So you summon daemon then psyker dies so if psyker is alrwady dead its doesnt matter as it happens second. The pwrils rules also state that the power manifest anyway so yeh go ahead and kill your psyker before you summon your gd you get it anyeay.

Narratively this is the psyker just finding a different way to kill himself before summoning the daemon. More than one way to kskin a cat hehe

Sorry about bad spelling on phone and can barely see screen

charliemachina
05-24-2014, 07:17 PM
I read it that the Psyker gets possessed by a greater daemon and then the daemon is hit by the perils as a result of the psyker lousing control mid summons!

Cheers

Charlie

Alessander
05-25-2014, 01:29 PM
I found clairification. On the Perils chart, it says the the spell is successfully cast regardless if the caster is killed by perils.

@Charlie - Conjuring means it's summoned within a distance. The Perils won't impact the summoned unit.

sfshilo
05-28-2014, 10:11 AM
perils is before the conjuring. you need a model to sacrifice for this power to work.
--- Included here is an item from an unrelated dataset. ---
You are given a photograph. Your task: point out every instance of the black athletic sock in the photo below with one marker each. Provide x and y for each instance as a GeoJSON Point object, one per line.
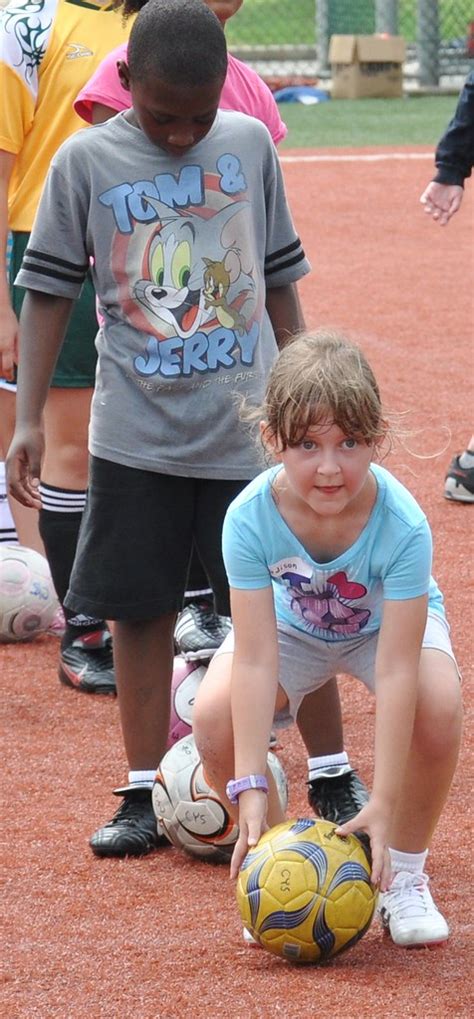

It's no different then the herald power, you can perils, but if there are no models to trade in for the herald you are DOA.

Charon
05-28-2014, 10:14 AM
perils is before the conjuring. you need a model to sacrifice for this power to work.


Source?

DWest
05-28-2014, 03:44 PM
The current wording of both Sacrifice and Possession both say "[Power] is a Conjuration that creates a [Herald/Greater] within 6 of the caster." first, and *then* "If the power is successfully manifested, inflict 1 Wound to a friendly model within 6 (Sacrifice) / remove the Psyker from play (Possession)". The inflicted wound is a side-effect of the power successfully activating, so yes, even if the Psyker blows his own head off, the Daemon still arrives. Technically speaking, with the order of operations, you could end up having to put the Wound from Sacrifice on the Herald you just summoned, if no other friendly models are available.

sfshilo
06-01-2014, 08:23 AM
I was referring to possesion not the herald power.

It says to remove the unit and create x, x being the greater daemon you select.

No unit, no possession.

Agreed on the herald, that power just requires a wound after it goes off.

DWest
06-01-2014, 09:15 AM
I was referring to possesion not the herald power.

It says to remove the unit and create x, x being the greater daemon you select.

No unit, no possession.

Agreed on the herald, that power just requires a wound after it goes off.
The problem though, is Possession isn't worded that way. It specifically says "If the power is successfully manifested, remove the Pskyer as a casualty." In other words, it's "If you get the Daemon, remove the Psyker", not "If you remove the Psyker, you get the Daemon". It probably *should* be the other way around, for fairness' sake, but it's not, according to the current wording in the book. I say current, because it's possible this will get outright changed by an FAQ, depending on how loud the backlash is.